The Trouble With Trillions

Last year, President Obama campaigned against budget deficits. Yet, now we have the newly announced figures from the Obama administration stating that the deficits numbers over the next decade will add up to over $9 trillion-- $2 trillion more than had been forecast as recently as March. Even this likely underestimates the deficit by at least another $1 trillion. Looking back, it is hard to believe that the deficits during the Bush administration totaled only about $3 trillion over eight years.

Candidate Obama promised to rein in the budget deficit. When CBS's Bob Schieffer asked Obama, during the third presidential debate, what he was going to do about the deficit, he promised to cut it: "But there is no doubt that we've been living beyond our means and we're going to have to make some adjustments. Now, what I've done throughout this campaign is to propose a net spending cut."

When Larry Summers, Obama's chief economic advisor, was asked about the Bush deficits last fall, he warned they would "reduce investments and slow growth, compromise financial stability, and increase America's vulnerability and reduce its influence in the world."

Summers' claim back then was that higher deficits will drive up interest rates and discourage investments. But higher deficits actually do not drive up interest rates by any noticeable amount. And the reason is simple. A trillion plus dollar deficit might be large relative to the $14 trillion United States economy but it is small relative to the world economy. We live in a world capital market, and if interest rates started to rise in the United States, capital would flood in from every place else. While different inflationary expectations, risk of default, and tax rates can make the "nominal" interest rates somewhat different across countries, investment capital flows easily across national boundaries. So this should not be the main worry.

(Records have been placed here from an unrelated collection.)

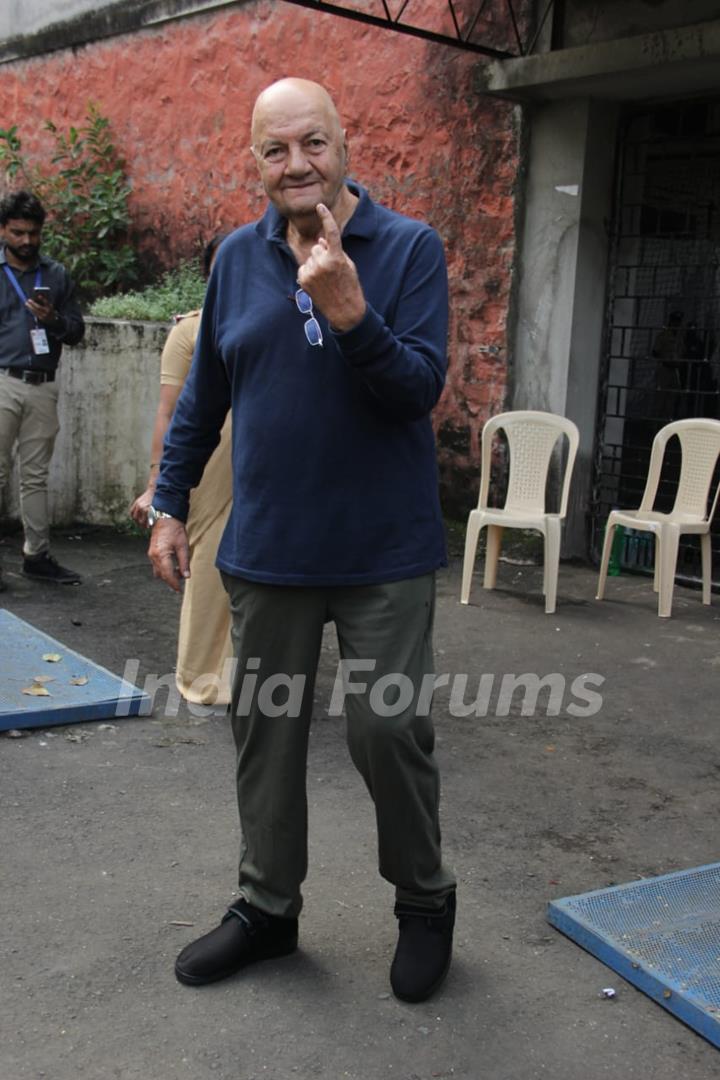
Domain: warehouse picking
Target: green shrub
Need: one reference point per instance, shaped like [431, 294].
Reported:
[178, 291]
[85, 196]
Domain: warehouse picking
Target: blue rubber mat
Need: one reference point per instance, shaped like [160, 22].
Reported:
[662, 934]
[75, 688]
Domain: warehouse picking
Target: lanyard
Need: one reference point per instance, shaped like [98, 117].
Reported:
[16, 285]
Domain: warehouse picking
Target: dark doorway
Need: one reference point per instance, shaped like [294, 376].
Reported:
[662, 359]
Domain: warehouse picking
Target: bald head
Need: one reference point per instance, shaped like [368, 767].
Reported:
[289, 97]
[300, 150]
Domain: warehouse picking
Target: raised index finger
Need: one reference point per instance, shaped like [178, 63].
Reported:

But there is indeed a problem from these deficits. Ten trillion dollars simply is a lot of money. Whether it is an individual going into debt or a country, spending the money now means that we have less to spend on other things. In the case of ten trillion dollars of national debt, it comes to over $33,000 per person-- $130,000 for a family of four. The $130,000 is the amount of taxes that a family is going to have to pay back, somehow, and people have to ask what their family could have gotten for that much money. Is the benefit they get from the government spending all this money greater than what they could have gotten if they had spent that money themselves?

We have all heard about the various nutty items, such as $221,000 in stimulus money spent on studying "barriers to correct condom use" at Indiana University, the $219,000 spent studying "hookups" among adolescents at Syracuse University, or the National Endowment for the Arts funding performances such as "Perverts Put Out!" But the really crazy projects are seldom the big ticket items. There are very many half-way reasonable projects that just would not cut it according to normal investment criteria. Take the $11 million to build a bridge connecting two adjacent portions of Microsoft's headquarters in Redmond, Washington. If Microsoft, with its vast financial resources, had figured that the bridge was worth $11 million dollars, wouldn't they already have been planning to build it themselves, without any stimulus money? Since they didn't do it themselves, all we really know is that they valued the bridge at less than $11 million. In other words, taxpayers spent $11 million and turned it into something less valuable.

The bottom line here is this: the biggest problem with the dramatic increase in deficits is the large increase in government spending that is causing them. In May, Obama admitted that "we are out of money now." Since then his own budget deficit estimates have increased by $2 trillion.

John Lott is an economist and author of "Freedomonmics."